Valentina Salamone non si è impiccata ma fu uccisa: accusato il suo ex amante

Di Orazio Provini / 12 Luglio 2016

Una storia terribile quella di Valentina Salamone, la giovane diciannovenne di Biancavilla trovata impiccata all’albero di una villetta di Adrano il 24 luglio del 2010. Sono trascorsi quasi sei anni da quel drammatico giorno, sessanta mesi scanditi da quelle che sembravano iniziali certezze, trasformatesi prima in ragionevoli dubbi e poi in una nuova verità, non senza, strada facendo, qualche colpo a sorpresa. Quello che inizialmente era stato “bollato” come un suicidio, tanto che la Procura ne chiese l’archiviazione, è poi diventato un possibile omicidio, camuffato da un’abile, quanto probabilmente inutile messa in scena, incapace di convincere i familiari della ragazza, mai certi di quella lettura che fu data all’episodio che costò la vita della figlia e successivamente neanche gli stessi inquirenti.

Valentina non si sarebbe suicidata e non lo avrebbe neanche voluto; nonostante all’inizio e per ben due anni tutto avesse fatto credere il contrario.
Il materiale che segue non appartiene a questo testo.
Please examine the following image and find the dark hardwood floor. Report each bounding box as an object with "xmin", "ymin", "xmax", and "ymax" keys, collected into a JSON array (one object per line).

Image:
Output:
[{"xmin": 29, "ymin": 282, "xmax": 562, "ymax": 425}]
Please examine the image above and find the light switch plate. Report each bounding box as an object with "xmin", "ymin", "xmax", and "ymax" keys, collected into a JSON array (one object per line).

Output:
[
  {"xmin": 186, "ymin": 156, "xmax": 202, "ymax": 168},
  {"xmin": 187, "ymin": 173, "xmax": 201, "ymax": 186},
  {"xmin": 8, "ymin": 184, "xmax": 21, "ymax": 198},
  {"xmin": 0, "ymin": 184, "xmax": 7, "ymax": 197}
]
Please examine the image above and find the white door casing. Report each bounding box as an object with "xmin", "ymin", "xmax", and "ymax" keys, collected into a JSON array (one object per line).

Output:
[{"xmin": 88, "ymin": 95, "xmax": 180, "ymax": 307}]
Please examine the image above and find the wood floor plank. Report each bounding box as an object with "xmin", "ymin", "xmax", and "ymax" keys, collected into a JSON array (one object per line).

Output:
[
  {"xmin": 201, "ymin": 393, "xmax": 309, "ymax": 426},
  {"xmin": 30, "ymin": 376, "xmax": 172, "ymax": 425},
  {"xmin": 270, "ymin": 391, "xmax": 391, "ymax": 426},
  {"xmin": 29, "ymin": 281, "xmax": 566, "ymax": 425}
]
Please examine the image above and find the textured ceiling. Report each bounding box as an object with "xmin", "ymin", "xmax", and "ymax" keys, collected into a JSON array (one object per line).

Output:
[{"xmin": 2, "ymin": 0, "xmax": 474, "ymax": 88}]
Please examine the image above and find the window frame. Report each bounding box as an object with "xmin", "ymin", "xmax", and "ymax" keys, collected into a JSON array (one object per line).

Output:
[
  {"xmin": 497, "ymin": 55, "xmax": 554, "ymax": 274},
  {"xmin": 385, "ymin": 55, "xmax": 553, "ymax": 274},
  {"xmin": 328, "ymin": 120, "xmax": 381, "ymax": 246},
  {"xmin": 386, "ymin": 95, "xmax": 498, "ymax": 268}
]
Troppi i dubbi e le incertezze legati alla dinamica di quello che invece è considerato un finto suicidio. Accuse, smentite e contro smentite che portarono a individuare quello che è invece ritenuto l’autore del delitto (forse aiutato da un complice) e il movente che lo avrebbe sancito. Tutto sarebbe stato mosso da una controversa e tormentata relazione sentimentale tra la giovane donna e quell’uomo sposato con tre figli.

Nicola Mancuso, disoccupato, all’epoca trentenne, fu identificato, sospettato e accusato successivamente dai magistrati della Procura generale, che avocarono l’inchiesta due anni dopo, per quello che non sarebbe stato un suicidio ma un omicidio. Lo fece l’allora avvocato generale (oggi procuratore generale) Salvatore Scalia (insieme alla collega dell’ufficio Sabrina Gambino) che riaprì le indagini puntando l’indice contro l’uomo.

Mancuso venne arrestato e detenuto fino a quando la Cassazione, nel settembre del 2013, annullò l’arresto rimandando tutto a un nuovo collegio giudicante. Nicola Mancuso lasciò il carcere dopo otto mesi di detenzione per decisione del tribunale del Riesame di Catania. Su di lui intanto piombarono altre accuse legate alla droga, che gli costarono un paio di condanne, una delle quali a diciotto anni di carcere.

Per la morte di Valentina ci furono nuove prove e tra queste la certezza che alcune tracce di sangue ritrovate sulla maglietta della vittima appartenevano proprio a lui. Un elemento questo che sarebbe stato invece inizialmente escluso. Caso riaperto dunque, o mai chiuso se preferite, fino all’attuale richiesta di  rinvio a giudizio con l’accusa di omicidio pluriaggravato. A firmarla lo stesso procuratore generale Scalia e il sostituto Gambino. L’udienza preliminare per decidere se processare o no Nicola Mancuso è stata fissata per il 18 ottobre. A decidere sarà il Gip Marina Rizza.